Wenn wir die Kleist’sche Provokation nun abschliessend rückübersetzen in den linken Diskurs, so erinnert sie daran, dass alles Leben und Handeln den Makel der Gewalt und zwar der schmutzigen, rohen, ungeschönten Gewalt trägt. Das ist brutal und man hätte es vielleicht gerne anders, doch ein Zustand ganz ohne Gewalt wäre nicht mehr lebendig. Man sollte der Gewalt, die man bekämpft, aber auch der eigenen Gewalt ins Auge zu sehen versuchen, sie ständig kritisch hinterfragen, ohne aber ihre faktische Existenz auszumerzen trachten. Ein Zustand, in dem alles korrekt, versöhnt und „friedlich“ ist, ist kein Ideal von dieser Welt, sondern ein Trugbild, das gerade deswegen verlogen und in seiner Konsequenz repressiv wirkt.
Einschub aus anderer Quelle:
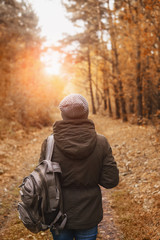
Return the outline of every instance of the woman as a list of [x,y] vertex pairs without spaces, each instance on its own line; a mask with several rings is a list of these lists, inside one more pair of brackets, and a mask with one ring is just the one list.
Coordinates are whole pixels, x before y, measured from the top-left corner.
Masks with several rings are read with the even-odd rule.
[[[107,139],[96,133],[88,119],[88,103],[80,94],[70,94],[59,105],[62,120],[53,125],[55,146],[53,159],[62,169],[65,229],[54,240],[95,240],[97,226],[103,218],[99,185],[113,188],[119,171]],[[46,140],[40,161],[44,159]]]

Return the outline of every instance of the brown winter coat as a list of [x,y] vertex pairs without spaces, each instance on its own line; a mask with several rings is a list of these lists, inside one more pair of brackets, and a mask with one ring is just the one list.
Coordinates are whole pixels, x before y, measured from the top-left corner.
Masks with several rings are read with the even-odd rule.
[[[119,182],[111,147],[88,119],[57,121],[53,133],[53,159],[62,168],[64,212],[68,216],[66,228],[92,228],[103,217],[99,185],[113,188]],[[44,159],[45,147],[46,140],[40,161]]]

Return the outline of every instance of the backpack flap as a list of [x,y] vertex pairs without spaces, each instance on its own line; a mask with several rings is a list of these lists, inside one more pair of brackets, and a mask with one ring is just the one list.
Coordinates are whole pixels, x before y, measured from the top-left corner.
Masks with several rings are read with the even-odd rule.
[[31,176],[24,178],[23,183],[20,185],[21,200],[27,205],[31,206],[35,201],[37,195],[35,194],[35,186]]

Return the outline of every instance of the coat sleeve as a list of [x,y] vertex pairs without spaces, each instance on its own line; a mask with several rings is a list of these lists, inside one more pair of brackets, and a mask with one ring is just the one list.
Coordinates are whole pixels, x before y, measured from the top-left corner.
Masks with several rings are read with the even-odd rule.
[[45,155],[46,155],[46,145],[47,145],[47,139],[45,139],[42,143],[41,146],[41,153],[40,153],[40,158],[39,158],[39,163],[45,160]]
[[105,188],[116,187],[119,183],[119,170],[112,155],[112,149],[105,138],[105,156],[103,158],[102,170],[99,184]]

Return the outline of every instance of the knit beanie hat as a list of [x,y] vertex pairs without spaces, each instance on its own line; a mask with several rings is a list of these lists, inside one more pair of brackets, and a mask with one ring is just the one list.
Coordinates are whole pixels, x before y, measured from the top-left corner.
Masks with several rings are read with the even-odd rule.
[[80,94],[70,94],[59,104],[63,119],[87,119],[88,102]]

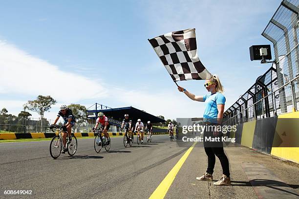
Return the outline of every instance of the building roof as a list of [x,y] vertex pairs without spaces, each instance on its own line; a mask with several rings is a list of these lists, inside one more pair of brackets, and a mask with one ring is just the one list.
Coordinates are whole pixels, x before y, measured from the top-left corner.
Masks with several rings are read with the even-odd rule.
[[129,118],[132,119],[133,122],[137,122],[138,119],[141,119],[144,123],[148,121],[150,121],[151,123],[164,122],[166,121],[164,119],[132,106],[97,110],[87,110],[89,115],[88,118],[90,119],[95,118],[95,116],[100,112],[103,112],[108,118],[113,118],[114,119],[120,121],[122,121],[125,118],[125,114],[128,114],[129,115]]

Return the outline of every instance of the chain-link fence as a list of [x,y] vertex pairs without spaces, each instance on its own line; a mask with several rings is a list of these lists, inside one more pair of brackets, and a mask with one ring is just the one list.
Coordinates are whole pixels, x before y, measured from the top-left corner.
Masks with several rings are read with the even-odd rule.
[[262,35],[273,43],[276,63],[225,111],[242,123],[297,111],[299,106],[299,0],[281,2]]
[[[55,119],[42,120],[40,118],[24,118],[11,115],[0,116],[0,133],[50,133],[49,127]],[[64,121],[60,119],[57,124],[62,125]],[[76,123],[72,128],[74,133],[89,133],[95,125],[95,121],[88,123]],[[116,127],[111,125],[109,132],[116,132]]]

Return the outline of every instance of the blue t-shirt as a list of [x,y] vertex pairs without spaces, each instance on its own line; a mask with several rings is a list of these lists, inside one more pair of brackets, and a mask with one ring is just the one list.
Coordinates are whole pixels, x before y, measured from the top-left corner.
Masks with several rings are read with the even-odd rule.
[[206,103],[206,109],[203,116],[204,120],[212,121],[213,119],[216,119],[218,116],[217,105],[224,104],[225,97],[222,93],[216,93],[204,96],[203,100]]

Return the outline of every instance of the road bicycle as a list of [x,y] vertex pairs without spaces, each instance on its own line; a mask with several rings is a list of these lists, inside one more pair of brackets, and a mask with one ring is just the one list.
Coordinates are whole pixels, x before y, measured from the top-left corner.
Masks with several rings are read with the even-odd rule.
[[[54,159],[57,159],[60,156],[61,154],[63,146],[63,133],[66,133],[64,131],[63,126],[59,126],[58,125],[52,125],[50,127],[50,129],[53,132],[53,129],[58,129],[59,133],[58,136],[54,136],[50,144],[50,154],[52,158]],[[66,136],[66,150],[67,153],[70,156],[72,156],[75,154],[77,151],[77,138],[73,135],[71,135],[72,140],[69,144],[68,144],[68,136]]]
[[[126,135],[127,134],[129,139],[128,142],[127,142],[128,140],[126,136]],[[132,145],[133,144],[133,133],[128,130],[128,128],[126,128],[125,129],[125,135],[124,136],[124,145],[125,147],[127,147],[128,146],[128,142],[130,146],[132,146]]]
[[151,131],[150,130],[148,130],[148,136],[147,137],[147,142],[151,142],[151,140],[152,139],[152,136],[151,134]]
[[[96,130],[98,135],[94,138],[94,150],[96,152],[99,153],[102,148],[105,147],[106,151],[109,151],[111,147],[111,139],[108,142],[107,138],[105,135],[102,135],[103,132],[103,128],[92,128],[92,131]],[[108,143],[109,142],[109,143]],[[108,144],[108,143],[109,144]]]
[[142,132],[143,132],[143,131],[142,131],[141,130],[137,130],[137,144],[138,145],[140,143],[142,144],[142,142],[141,142],[141,135],[140,135],[140,134]]
[[172,141],[172,140],[173,140],[173,129],[169,129],[169,132],[170,132],[170,136],[171,137],[170,139],[171,139],[171,141]]

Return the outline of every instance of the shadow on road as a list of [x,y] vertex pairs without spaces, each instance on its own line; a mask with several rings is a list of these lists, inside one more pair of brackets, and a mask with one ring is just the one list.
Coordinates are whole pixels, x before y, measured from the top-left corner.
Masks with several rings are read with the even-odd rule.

Die Auseinandersetzung mit Schriften wie solchen tragen dazu bei, wegzukommen von der Vorstellung eines paradiesisch schuldlosen und reinen Zustands. Sie tragen dazu bei, Politik als etwas zu verstehen, das sowohl in ihrem Mitteln als auch in ihren Zwecken mit Widersprüchen beladen ist, die es nicht nur auszuhalten, sondern vielmehr zu begrüssen gilt.